Muy entrada la noche llegamos al cruce de Urpila, a siete kilómetros de Puente Viejo. La gente del pueblo había ido hasta allí con linternas y faroles y habían encendido una gran fogata para esperarnos. Noté con desesperación que el tren no aminoraba la marcha. Saqué la cabeza y los brazos por la ventanilla y escuché en la oscuridad gritar mi nombre. Distinguí a mis padres, que corrían torpemente a la par del tren y vi, más atrás, a mi hermana. Estaba detenida junto al fuego, con los brazos en alto; alguien la abrazaba por la cintura, alguien que también me saludaba: era Aníbal Cufré.

Nuestro batallón fue asignado a la defensa de Monte Harriet, en la isla Soledad.
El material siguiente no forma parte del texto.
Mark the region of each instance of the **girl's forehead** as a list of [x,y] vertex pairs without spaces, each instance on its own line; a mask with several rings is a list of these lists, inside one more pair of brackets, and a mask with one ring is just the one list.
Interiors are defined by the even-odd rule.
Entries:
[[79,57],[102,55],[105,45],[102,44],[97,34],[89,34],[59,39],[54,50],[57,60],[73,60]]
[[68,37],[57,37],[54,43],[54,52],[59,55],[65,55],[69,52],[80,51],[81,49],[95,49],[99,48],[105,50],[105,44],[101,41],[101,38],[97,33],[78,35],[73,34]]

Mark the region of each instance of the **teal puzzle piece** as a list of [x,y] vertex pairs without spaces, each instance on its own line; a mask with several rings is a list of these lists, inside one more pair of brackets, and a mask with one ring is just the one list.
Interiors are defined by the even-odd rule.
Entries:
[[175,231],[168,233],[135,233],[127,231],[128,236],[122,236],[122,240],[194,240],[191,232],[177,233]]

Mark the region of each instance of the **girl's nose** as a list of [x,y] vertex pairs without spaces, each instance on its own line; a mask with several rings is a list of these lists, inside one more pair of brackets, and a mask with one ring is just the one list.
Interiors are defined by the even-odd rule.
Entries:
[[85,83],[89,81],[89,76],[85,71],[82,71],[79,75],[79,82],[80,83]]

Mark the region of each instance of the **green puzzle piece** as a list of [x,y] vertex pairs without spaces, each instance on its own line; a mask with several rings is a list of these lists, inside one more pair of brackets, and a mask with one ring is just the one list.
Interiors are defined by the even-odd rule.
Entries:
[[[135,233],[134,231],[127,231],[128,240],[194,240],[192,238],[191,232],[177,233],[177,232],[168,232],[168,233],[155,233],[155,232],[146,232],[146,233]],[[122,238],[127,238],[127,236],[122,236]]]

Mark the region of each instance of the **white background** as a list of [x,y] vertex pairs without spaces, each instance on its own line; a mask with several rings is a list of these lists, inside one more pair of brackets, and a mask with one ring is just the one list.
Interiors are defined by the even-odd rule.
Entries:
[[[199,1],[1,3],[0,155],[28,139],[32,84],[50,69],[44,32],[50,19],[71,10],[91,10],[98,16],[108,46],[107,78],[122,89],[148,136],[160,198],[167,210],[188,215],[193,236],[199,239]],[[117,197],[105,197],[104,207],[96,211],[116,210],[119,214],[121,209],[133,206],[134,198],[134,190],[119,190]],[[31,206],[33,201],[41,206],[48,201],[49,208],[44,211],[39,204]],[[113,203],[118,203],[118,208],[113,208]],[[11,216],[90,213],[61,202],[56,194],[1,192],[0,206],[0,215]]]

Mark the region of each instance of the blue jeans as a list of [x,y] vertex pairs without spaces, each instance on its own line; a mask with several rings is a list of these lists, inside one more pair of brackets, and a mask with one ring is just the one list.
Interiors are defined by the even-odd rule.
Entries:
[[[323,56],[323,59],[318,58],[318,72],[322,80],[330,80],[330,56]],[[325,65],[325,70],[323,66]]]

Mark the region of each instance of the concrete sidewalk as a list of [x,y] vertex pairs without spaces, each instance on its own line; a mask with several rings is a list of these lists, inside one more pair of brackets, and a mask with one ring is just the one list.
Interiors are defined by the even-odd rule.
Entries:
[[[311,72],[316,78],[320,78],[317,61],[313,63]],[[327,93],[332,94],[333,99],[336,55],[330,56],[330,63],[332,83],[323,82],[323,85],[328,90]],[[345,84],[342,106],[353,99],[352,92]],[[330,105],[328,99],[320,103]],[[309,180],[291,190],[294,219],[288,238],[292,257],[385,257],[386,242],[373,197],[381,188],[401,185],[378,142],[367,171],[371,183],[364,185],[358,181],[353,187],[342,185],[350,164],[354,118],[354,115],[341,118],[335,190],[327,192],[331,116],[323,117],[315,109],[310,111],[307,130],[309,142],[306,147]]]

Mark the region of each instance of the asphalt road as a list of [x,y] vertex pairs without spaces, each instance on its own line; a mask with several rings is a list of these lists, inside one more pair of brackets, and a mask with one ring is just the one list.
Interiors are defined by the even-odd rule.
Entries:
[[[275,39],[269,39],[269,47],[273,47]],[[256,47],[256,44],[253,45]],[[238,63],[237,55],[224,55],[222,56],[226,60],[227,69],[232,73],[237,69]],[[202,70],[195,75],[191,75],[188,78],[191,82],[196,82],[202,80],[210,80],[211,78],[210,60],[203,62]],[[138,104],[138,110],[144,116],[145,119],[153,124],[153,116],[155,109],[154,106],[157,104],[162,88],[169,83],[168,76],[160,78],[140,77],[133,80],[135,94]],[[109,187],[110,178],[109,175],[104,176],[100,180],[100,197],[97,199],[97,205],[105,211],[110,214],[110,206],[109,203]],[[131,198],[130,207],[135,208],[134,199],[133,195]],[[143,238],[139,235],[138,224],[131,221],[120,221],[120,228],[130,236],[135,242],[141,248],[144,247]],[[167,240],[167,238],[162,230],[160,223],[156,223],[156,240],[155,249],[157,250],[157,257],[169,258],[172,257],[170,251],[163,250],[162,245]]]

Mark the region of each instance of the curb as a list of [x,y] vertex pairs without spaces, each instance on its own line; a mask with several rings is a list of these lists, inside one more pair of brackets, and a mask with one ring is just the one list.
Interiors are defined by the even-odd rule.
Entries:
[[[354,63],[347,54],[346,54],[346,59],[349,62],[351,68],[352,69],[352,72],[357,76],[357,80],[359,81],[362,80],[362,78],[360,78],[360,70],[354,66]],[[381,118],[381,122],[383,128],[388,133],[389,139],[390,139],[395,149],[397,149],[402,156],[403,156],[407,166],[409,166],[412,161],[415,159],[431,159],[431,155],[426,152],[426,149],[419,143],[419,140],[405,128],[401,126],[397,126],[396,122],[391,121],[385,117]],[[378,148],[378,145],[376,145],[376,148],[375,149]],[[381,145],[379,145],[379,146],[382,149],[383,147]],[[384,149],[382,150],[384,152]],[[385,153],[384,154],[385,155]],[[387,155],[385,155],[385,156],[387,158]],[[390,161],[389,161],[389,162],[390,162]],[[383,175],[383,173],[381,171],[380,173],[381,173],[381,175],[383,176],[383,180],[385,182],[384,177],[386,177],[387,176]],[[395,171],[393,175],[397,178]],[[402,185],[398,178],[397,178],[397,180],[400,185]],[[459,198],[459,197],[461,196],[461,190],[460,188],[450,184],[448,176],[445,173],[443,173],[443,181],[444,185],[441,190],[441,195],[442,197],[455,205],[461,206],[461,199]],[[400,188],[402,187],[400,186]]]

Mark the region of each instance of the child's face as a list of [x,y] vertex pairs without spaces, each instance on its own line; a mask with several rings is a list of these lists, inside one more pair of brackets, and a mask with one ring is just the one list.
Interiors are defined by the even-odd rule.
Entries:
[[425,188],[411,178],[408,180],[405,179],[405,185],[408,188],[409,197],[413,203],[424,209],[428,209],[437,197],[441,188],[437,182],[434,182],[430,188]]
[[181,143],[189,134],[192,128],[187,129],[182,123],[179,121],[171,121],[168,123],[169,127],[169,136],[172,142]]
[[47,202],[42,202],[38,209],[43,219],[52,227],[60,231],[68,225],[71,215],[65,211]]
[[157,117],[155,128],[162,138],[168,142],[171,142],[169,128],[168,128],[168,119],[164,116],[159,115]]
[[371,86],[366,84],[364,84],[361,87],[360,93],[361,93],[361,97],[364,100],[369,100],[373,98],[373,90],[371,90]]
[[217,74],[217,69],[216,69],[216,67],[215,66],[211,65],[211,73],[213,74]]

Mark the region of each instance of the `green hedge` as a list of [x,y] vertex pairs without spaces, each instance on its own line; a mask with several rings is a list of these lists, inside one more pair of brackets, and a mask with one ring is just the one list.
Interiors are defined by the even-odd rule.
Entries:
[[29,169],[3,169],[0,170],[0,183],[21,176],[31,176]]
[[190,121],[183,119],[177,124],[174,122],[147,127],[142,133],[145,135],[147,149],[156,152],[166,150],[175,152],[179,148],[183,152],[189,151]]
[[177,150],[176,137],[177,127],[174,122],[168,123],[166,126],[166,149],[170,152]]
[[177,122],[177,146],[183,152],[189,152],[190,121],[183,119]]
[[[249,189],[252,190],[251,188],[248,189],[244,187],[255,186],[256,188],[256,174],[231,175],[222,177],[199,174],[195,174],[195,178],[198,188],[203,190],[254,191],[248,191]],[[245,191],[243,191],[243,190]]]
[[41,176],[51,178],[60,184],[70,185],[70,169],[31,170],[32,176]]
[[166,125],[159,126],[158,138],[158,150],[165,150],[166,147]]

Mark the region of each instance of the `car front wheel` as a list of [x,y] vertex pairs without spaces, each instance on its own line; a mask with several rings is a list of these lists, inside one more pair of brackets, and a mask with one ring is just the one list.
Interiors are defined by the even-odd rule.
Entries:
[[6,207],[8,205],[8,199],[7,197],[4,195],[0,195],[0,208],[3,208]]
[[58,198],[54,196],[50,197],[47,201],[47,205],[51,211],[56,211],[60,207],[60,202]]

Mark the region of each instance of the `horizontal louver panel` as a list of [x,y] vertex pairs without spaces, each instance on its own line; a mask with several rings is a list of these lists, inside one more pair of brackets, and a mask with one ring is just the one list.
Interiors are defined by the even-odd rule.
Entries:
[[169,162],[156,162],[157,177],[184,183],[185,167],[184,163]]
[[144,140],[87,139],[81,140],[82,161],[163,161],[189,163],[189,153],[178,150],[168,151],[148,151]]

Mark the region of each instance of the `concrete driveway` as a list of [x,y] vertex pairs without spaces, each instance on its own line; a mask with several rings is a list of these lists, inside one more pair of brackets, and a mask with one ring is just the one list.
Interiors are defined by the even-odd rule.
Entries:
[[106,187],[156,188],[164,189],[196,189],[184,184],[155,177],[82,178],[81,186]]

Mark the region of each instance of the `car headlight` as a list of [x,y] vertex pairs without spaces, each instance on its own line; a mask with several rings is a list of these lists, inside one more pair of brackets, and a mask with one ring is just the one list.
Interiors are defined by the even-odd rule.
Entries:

Son curiosos los registros del tiempo; se supone que estuvimos allí apenas un mes y medio. El día de la rendición, por la noche, caímos prisioneros y durante casi una semana, hasta que terminaron las negociaciones, estuvimos encerrados en la iglesia de Puerto Argentino; luego, nos embarcaron en el Canberra con los restos de los demás destacamentos. Allí en cubierta, por primera vez en setenta días pudimos bañarnos, pero tuvimos que ponernos la misma ropa destrozada. Nos desembarcaron a la altura de Puerto Madryn, donde nos esperaba un equipo de enfermería con comida caliente y ropa limpia. Recién entonces sentí que todo había terminado. Yo, que no estaba herido, volví por tierra, en uno de los camiones de Gendarmería. A la altura de Puente Viejo pedí permiso para visitar a mi familia y me concedieron veinticuatro horas, con la obligación de reportarme a mi unidad al día siguiente. El camión me dejó en la ruta, a la entrada del pueblo. Era una mañana fría y luminosa; las calles, los árboles, el aire, todo parecía intocado, y brillaba débilmente con la primera luz del sol. La puerta de mi casa estaba, como siempre, sin llave, y desde la cocina llegaba, como un perfecto milagro, el olor a café del desayuno. Dieron al verme una exclamación de sorpresa.

– Soy yo -dije, y hubiera querido gritar: soy el mismo, el mismo.